The other thing I wanted to point out is that rice wine vinegar and rice vinegar are the exact same thing. It all comes from fermented rice wine that has a bacteria added to it to turn it into vinegar. (And for the life of me, I can't find out what bacteria they add. The suspense is killing me, so if anyone knows, email me pronto.) So you can use them interchangeably. Just don't use plain old rice wine by mistake. That will just get you drunk and leave you with a mean stomache ache.

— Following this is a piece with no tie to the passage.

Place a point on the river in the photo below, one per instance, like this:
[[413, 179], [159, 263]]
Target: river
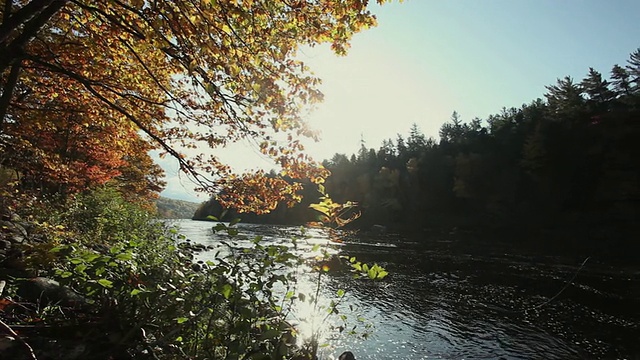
[[451, 297]]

Cheap canning supplies are pretty easy to come by. I checked ebay and they have pressure cookers for like 30 bucks, canning racks for less than 5 bucks, and full pot/rack combos for cheap too.
The most expensive part of canning, as you know, is buying the jars. If you want to bargain shop online, check out overstock.com where you can find sets of 24 for about 30 bucks (you'll just have to fork over some cash for the shipping). Wal-Mart has cheap mason jars, but I'm not a fan of supporting that company (for like a million different reasons), so go check out your local hardware store. They always have tons of cool stuff for cooking that you never knew you needed, and if they don't have mason jars, they'll probably special order them for you. A wink and a nod usually does the trick.
And with all this talk about pickled things, it had me wondering how much a peck of them would really equal? It turns out that a peck is a quarter of a bushel, equaling about 2 gallons of dry weight, or 10-14 pounds. That's a good one to throw out at your next cocktail party.